Formation of Covalent C3b-Tetanus Toxin Complexes: a Tool for the In Vitro Study of Antigen Presentation

Abstract

A novel method is described for the formation and purification of covalent complexes between the complement component C3b and an antigen (tetanus toxin, TT), using purified proteins in fluid phase. C3b is generated in situ by tryptic cleavage of C3 after co-precipitation of C3 and TT in the presence of polyethylene glycol. Various parameters were analysed to optimize complex formation; under conditions which minimized the formation of covalent C3b multimers, 30% and 8% respectively of C3b and TT were incorporated into covalent one-to-one complexes which were purified using gel filtration chromatography.
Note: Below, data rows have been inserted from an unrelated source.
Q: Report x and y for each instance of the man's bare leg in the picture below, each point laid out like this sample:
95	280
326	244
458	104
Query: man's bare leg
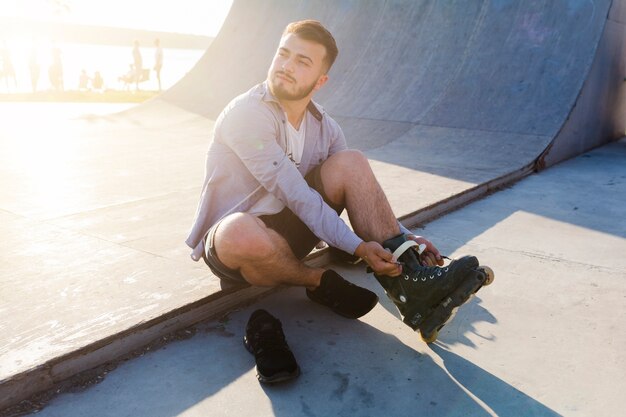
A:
263	257
349	180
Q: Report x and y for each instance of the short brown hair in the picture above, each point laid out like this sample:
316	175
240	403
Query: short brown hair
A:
314	31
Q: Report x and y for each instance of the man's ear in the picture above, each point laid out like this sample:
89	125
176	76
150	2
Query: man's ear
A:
321	81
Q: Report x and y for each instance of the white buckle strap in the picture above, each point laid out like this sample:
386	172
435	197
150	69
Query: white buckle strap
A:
405	246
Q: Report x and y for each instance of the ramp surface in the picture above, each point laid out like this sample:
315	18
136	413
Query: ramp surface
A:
465	92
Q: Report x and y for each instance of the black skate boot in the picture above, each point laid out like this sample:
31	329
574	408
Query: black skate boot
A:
427	297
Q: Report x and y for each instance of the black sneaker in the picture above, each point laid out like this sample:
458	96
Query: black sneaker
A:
343	297
266	341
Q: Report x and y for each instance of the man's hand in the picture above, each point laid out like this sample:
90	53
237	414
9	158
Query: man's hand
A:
378	258
431	255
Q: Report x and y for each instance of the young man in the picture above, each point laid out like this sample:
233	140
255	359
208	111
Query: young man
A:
278	175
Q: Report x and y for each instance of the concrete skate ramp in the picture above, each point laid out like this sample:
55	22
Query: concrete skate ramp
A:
469	90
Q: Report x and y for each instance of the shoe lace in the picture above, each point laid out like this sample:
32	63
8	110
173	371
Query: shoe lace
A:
269	337
425	273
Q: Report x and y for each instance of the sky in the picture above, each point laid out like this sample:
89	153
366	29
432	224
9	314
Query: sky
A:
198	17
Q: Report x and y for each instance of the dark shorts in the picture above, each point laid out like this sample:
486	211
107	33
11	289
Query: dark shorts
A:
300	238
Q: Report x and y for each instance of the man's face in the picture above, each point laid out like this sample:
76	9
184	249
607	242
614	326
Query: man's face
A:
298	69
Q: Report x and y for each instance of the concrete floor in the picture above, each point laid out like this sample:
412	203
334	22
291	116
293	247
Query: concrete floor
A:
545	339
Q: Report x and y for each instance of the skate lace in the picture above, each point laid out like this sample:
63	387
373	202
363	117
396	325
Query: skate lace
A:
426	273
423	273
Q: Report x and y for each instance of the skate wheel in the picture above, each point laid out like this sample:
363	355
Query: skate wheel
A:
431	337
490	276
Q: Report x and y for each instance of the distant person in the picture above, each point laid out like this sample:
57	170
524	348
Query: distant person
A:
137	64
55	72
128	78
158	60
34	68
7	70
97	82
83	81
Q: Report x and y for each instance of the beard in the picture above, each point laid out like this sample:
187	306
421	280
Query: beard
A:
280	92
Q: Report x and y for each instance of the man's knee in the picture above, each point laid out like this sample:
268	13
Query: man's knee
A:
348	160
241	236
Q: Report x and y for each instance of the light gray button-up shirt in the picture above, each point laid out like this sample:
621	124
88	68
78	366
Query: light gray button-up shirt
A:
247	159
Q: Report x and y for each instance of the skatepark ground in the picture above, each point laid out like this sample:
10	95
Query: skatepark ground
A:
95	274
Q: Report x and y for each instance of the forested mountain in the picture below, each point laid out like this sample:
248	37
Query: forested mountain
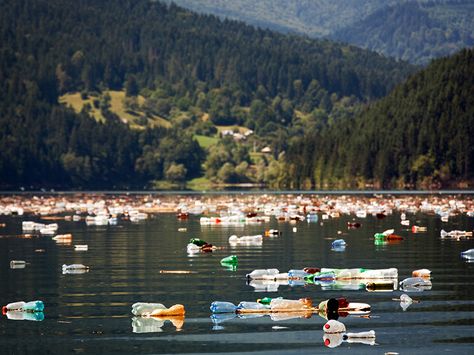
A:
413	30
186	66
419	135
316	18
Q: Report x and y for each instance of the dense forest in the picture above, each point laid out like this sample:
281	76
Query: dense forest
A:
194	71
413	30
419	135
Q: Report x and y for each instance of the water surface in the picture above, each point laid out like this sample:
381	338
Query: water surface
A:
90	313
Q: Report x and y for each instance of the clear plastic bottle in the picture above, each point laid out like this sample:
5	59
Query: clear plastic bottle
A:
251	305
260	273
144	309
21	306
285	304
297	274
223	307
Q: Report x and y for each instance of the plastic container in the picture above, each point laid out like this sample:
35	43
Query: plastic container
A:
260	273
468	254
251	305
229	260
415	284
338	244
143	308
425	273
285	304
193	248
333	326
17	264
32	306
297	274
19	315
223	307
197	241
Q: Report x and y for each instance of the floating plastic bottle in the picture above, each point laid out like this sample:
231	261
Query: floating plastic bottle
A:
32	306
157	309
223	307
405	301
262	273
297	274
143	308
19	315
267	300
338	244
251	306
381	286
197	241
425	273
75	269
229	260
311	270
415	284
285	304
17	264
334	326
321	276
193	248
468	254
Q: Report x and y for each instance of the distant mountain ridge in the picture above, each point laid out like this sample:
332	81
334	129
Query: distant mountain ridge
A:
420	135
413	30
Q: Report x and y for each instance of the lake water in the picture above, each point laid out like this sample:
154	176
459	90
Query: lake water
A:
90	313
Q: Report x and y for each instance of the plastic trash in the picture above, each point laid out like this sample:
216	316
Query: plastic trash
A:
21	306
405	301
338	244
19	315
415	284
229	260
17	264
75	269
198	242
63	238
335	334
468	254
251	305
285	304
246	239
425	273
157	309
381	286
321	276
334	326
259	274
297	274
418	229
140	308
223	307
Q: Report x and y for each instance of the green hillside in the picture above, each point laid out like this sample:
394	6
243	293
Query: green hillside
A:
175	75
416	32
419	135
412	30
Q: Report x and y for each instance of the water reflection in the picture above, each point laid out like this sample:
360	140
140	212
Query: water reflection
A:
155	324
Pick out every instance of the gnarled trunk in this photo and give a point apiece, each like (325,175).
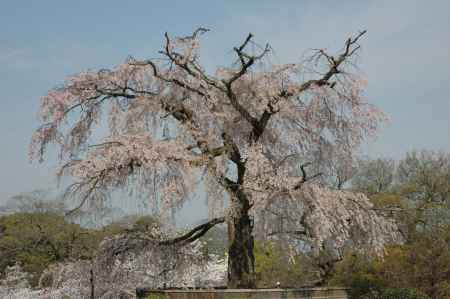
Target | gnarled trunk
(241,260)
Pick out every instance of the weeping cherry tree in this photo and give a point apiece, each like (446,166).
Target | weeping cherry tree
(236,129)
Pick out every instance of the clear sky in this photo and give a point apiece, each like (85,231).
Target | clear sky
(406,58)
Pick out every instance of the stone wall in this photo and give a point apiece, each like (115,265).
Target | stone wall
(323,293)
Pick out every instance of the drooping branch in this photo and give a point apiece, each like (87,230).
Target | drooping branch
(194,233)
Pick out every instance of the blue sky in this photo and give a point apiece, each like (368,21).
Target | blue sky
(406,58)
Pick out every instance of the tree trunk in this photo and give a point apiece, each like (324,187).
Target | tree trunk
(241,261)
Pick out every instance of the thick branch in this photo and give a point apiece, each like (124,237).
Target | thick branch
(194,233)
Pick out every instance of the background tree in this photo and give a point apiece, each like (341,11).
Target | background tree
(374,176)
(231,130)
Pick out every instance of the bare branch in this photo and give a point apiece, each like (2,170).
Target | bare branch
(194,233)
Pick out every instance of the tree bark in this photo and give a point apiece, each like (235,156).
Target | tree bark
(241,260)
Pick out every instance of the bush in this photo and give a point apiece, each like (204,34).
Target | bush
(402,294)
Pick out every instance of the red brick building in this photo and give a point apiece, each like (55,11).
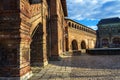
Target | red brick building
(32,32)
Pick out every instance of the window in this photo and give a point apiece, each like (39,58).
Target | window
(9,4)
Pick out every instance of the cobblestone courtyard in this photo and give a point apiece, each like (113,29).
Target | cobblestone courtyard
(84,67)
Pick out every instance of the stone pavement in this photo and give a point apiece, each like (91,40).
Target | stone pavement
(85,67)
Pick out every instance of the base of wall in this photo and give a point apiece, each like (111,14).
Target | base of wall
(55,58)
(24,77)
(38,64)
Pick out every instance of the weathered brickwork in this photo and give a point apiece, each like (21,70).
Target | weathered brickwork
(35,31)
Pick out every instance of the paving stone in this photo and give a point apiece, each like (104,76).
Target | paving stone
(84,67)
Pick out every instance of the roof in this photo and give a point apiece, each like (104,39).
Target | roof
(66,18)
(64,7)
(109,20)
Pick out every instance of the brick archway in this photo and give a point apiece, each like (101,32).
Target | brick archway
(83,45)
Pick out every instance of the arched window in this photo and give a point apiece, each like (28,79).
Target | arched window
(105,43)
(83,45)
(69,24)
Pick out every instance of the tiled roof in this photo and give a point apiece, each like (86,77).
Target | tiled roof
(109,20)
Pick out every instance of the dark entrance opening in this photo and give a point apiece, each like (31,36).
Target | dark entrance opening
(83,45)
(74,45)
(116,42)
(36,55)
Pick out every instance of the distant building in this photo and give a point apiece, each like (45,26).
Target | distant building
(108,34)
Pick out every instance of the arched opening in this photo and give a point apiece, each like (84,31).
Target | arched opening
(116,42)
(105,43)
(74,45)
(36,55)
(83,45)
(69,24)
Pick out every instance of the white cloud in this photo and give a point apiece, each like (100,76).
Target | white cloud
(93,9)
(93,27)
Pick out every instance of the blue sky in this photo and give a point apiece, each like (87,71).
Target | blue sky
(89,12)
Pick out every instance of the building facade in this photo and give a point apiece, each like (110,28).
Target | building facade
(78,36)
(32,32)
(29,35)
(108,33)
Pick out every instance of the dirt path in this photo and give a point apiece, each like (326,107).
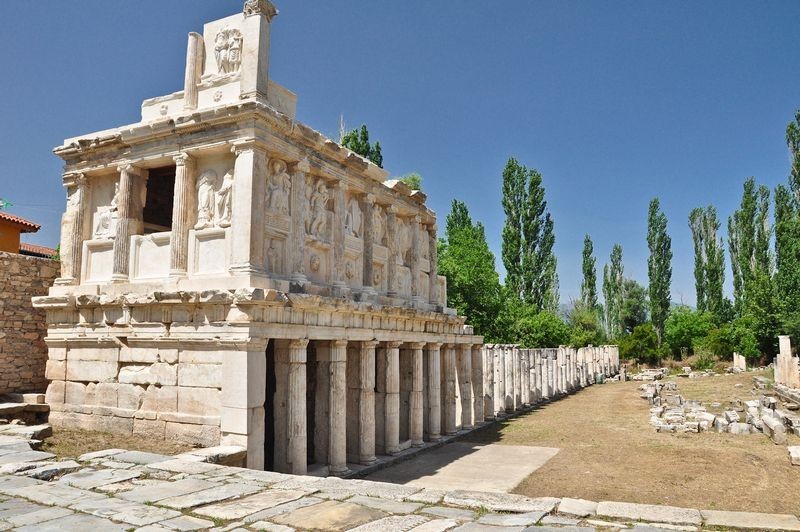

The linkage was localized between the alpha' chain of C3b and either the H or L chain of TT; it required the in situ formation of C3b and was partially destroyed by 1 M hydroxylamine. Spontaneous dissociation of the complex could be partly avoided by HgCl2, a thiol reagent which inhibits the esterase-like activity of bound C3b. These findings suggest the involvement of the reactive carbonyl of nascent C3b with hydroxyl groups of TT. Such C3b-TT complexes provide a defined tool to analyse the influence of antigen-bound C3b on antigen addressing and intracellular processing by antigen-presenting cells.